Y quizá la escena más absurda de esta tragedia sea esta: destruimos un árbol para ampliar un terreno y después buscamos desesperadamente otro árbol para cubrirnos del sol.

La naturaleza tiene un sentido del humor bastante negro.

San Martín no puede acostumbrarse a que el menú del día sea “incendio forestal”. No puede convertirse en una noticia recurrente que aparece en los medios, provoca indignación durante unas horas y luego desaparece hasta el próximo humo.

Necesitamos prevención real, vigilancia, educación, sanción cuando corresponda y, sobre todo, una ciudadanía que entienda que quemar no es limpiar.

Quemar no es ordenar. Quemar no es avanzar. Y quemar un bosque para que no quede rastro de naturaleza no es desarrollo. Es borrar deliberadamente aquello que mañana vamos a necesitar para sobrevivir.
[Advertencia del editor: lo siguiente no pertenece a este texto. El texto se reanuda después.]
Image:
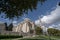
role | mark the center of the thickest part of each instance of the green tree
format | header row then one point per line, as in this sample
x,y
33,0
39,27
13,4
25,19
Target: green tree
x,y
6,28
16,8
54,32
10,27
38,30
Porque el fuego no pregunta si detrás del terreno hay una casa. No pregunta si hay niños. No pregunta si hay animales. No pregunta si un bombero tiene suficientes equipos. No pregunta si el viento cambió de dirección.

El fuego simplemente avanza. Y nosotros seguimos jugando a acercarnos a él.

Quizá algún día, cuando el termómetro marque 40 grados y salgamos desesperados a buscar una sombra que ya no existe, comprendamos la ironía completa: no será que el infierno llegó a San Martín; seremos nosotros quienes, poco a poco, le fuimos preparando el terreno.

Y cuando ya no quede un árbol bajo el cual podamos escondernos del sol, tal vez descubramos demasiado tarde que el verdadero incendio nunca estuvo solamente en el bosque. También estaba en nuestra indiferencia.